I have worked out how my sieving is overlapping only slightly for -B and B. My sieve bound has ended up being selected such that at the bottom of the sieve range x is a very small negative number in (Ax+b)^2-N. Those negative x end up overlapping with the positive x for -B. It looks like I need to sieve only the Bs with the same sign as the one I use to set the centre of my sieve range.Unfortunately this ends up being a random selection of my list of Bs so switching from one B to the next has on average just become twice as expensive as I can't really change the order to fix this. I suppose I should look at recentring the sieve range each time and then I can just use the first 2^(n-1) Bs. As a positive of this it looks like I might be able to raise my sieve range without half the extra being duplicated now.
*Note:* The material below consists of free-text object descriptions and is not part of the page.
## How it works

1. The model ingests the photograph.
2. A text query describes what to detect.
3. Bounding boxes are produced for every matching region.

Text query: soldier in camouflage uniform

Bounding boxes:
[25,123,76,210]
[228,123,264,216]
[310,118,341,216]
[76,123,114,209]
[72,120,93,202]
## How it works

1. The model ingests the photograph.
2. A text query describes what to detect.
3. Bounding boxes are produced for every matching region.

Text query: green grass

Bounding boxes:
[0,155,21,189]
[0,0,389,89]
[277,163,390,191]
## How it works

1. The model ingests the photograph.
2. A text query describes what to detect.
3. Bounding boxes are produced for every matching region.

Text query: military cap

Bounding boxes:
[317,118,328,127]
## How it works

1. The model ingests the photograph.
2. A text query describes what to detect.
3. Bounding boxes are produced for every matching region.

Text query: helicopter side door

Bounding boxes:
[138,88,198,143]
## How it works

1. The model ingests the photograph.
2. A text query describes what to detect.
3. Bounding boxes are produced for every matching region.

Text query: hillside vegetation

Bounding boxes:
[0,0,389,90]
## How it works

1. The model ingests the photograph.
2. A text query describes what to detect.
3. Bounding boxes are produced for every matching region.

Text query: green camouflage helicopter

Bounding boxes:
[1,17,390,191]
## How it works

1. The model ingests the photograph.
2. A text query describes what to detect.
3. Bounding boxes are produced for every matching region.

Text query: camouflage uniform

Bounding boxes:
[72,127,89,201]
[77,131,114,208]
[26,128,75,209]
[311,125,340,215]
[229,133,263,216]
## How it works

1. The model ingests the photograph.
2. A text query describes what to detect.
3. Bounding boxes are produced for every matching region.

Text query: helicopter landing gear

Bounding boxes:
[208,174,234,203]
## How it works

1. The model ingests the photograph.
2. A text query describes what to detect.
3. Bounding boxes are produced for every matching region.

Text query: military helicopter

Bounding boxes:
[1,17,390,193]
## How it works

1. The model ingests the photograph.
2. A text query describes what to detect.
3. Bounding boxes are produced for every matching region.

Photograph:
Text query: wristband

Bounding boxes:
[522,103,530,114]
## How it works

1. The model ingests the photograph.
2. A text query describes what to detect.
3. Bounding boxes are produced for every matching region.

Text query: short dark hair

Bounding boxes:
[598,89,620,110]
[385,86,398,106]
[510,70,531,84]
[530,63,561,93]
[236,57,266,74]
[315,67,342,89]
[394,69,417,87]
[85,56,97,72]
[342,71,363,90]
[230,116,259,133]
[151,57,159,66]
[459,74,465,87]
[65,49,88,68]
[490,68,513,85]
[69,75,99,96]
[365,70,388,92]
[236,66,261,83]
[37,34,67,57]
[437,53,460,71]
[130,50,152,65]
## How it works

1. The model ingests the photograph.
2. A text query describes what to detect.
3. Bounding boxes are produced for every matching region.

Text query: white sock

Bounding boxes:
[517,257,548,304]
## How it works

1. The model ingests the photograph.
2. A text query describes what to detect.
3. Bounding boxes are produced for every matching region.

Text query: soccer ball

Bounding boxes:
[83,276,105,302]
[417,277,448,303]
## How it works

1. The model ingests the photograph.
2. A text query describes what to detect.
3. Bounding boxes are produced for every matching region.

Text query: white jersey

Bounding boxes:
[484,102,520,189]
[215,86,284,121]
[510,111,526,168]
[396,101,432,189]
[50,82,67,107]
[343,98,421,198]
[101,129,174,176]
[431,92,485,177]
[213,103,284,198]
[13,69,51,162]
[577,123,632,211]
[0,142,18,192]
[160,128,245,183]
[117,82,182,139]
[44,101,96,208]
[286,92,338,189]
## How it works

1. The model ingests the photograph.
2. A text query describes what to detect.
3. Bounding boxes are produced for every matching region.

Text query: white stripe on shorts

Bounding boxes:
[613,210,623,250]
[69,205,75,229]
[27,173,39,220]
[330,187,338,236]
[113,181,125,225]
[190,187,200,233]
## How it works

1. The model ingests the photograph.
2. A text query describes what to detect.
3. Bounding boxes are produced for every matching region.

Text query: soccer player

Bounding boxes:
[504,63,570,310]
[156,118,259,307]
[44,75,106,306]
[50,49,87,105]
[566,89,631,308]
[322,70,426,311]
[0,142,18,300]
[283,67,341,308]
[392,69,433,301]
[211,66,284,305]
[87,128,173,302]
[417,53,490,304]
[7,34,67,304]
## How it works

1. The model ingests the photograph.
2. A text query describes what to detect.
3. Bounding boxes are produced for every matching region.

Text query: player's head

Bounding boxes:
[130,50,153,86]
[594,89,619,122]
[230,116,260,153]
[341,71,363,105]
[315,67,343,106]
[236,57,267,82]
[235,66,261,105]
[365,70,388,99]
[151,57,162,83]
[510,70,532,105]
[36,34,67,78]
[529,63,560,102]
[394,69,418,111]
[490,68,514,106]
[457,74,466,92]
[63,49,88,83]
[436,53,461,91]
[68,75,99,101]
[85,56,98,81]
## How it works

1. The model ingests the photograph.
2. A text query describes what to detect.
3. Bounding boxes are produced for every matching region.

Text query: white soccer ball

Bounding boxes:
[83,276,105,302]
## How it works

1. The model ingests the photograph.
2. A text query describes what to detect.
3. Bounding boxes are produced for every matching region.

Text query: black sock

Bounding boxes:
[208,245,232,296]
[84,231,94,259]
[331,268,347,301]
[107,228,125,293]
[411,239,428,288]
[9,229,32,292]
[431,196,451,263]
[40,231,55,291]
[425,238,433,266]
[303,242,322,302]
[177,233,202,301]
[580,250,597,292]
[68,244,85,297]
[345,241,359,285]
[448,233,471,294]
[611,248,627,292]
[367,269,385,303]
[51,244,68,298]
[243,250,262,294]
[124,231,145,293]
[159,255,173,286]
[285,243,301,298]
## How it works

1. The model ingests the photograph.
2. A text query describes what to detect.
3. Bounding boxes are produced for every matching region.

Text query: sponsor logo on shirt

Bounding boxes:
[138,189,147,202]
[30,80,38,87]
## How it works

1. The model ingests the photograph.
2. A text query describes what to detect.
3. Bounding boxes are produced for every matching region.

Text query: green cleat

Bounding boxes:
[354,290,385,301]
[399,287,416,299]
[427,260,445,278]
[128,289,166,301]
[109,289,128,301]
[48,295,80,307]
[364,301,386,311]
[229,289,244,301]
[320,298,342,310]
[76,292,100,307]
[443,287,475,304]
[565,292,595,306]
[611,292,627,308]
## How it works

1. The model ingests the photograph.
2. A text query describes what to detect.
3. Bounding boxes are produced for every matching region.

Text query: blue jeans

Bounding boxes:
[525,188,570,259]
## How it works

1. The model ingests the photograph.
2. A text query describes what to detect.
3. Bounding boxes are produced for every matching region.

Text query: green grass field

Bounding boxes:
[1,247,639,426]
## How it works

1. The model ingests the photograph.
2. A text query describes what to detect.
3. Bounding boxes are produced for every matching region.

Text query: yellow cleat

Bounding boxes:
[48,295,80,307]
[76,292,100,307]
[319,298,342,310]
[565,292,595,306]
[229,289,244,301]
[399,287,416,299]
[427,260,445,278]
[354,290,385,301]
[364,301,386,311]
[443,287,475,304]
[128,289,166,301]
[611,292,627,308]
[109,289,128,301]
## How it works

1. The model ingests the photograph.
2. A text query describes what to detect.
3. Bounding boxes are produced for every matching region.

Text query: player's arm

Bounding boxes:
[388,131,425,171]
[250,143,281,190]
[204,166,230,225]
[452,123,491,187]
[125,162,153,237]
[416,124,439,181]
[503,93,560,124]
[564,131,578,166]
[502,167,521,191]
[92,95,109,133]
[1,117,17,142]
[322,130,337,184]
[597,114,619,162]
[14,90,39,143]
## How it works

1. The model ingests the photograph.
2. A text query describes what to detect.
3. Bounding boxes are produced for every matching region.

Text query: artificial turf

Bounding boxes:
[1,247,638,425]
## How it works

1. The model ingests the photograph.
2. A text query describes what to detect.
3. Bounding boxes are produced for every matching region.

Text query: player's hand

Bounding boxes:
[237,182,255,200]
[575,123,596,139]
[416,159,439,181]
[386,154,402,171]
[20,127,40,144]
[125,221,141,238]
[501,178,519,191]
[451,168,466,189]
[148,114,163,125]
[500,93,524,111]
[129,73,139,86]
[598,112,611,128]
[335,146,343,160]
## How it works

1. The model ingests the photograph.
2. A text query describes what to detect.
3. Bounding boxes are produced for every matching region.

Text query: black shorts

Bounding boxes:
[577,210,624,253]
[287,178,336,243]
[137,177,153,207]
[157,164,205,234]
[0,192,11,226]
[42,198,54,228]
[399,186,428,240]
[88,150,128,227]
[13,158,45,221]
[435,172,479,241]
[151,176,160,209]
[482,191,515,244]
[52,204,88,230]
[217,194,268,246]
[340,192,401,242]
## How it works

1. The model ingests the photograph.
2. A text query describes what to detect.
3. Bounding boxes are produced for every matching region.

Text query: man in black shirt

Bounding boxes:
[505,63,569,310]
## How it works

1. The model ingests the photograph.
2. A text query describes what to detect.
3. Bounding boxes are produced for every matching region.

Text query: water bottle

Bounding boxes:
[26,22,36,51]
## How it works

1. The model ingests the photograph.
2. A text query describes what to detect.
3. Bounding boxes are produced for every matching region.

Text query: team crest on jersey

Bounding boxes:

Last fiddled with by henryzz on 2019-05-16 at 19:35

2019-05-16, 20:06   #11
bsquared

"Ben"
Feb 2007

31·113 Posts

Quote:
 Originally Posted by henryzz The aim with SIQS is to make switching polynomial very fast such that many more polynomials can be used than MPQS. However, I believe that my implementation still spends 10% of its time switching A.
Is that time spent just building new A polys or does it also include setup time for the new poly (e.g., computing A^-1 mod p for all factor base p)? 10% seems high either way but if that's just for building new A polys then it seems *really* high. In contrast I usually spend < 3% total for building new A's and all of the setup for new A's.

Quote:
 Originally Posted by henryzz At 50 digits I use about 11 As. This increases rapidly from here as numbers get bigger. Unless you are spending all your time generating them I wouldn't worry about having a few As. Each A had 6 factors allowing for 64 Bs per A .
Seems reasonable given your other parameters. I typically see anywhere from 50 to 150 A's at 50 digits, using 6 factors per A, but I use a far smaller factor base and sieve interval. It is all a tradeoff.

Quote:
 Originally Posted by tabidots So my basic question is, what kind of gotchas should I look for with the polynomials to make sure they can capture as many smooth relations as possible? I have already verified that b^2 or (a - b)^2 is congruent to N mod a for each b.
I would ask, how are you determining smoothness exactly? In other words, the sieve value above (or below) which you try to find a relation. If your polynomials and roots are good then maybe it is as simple as tweaking your smoothness bound so as to generate more potential relation reports.

The value I use is obtained from a bunch of empirically determined magic numbers, loosely related to Contini's suggestion along the lines of:
"compute the number of bits in M/2*sqrt(N/2), then subtract some slack". M is the size of your sieve interval.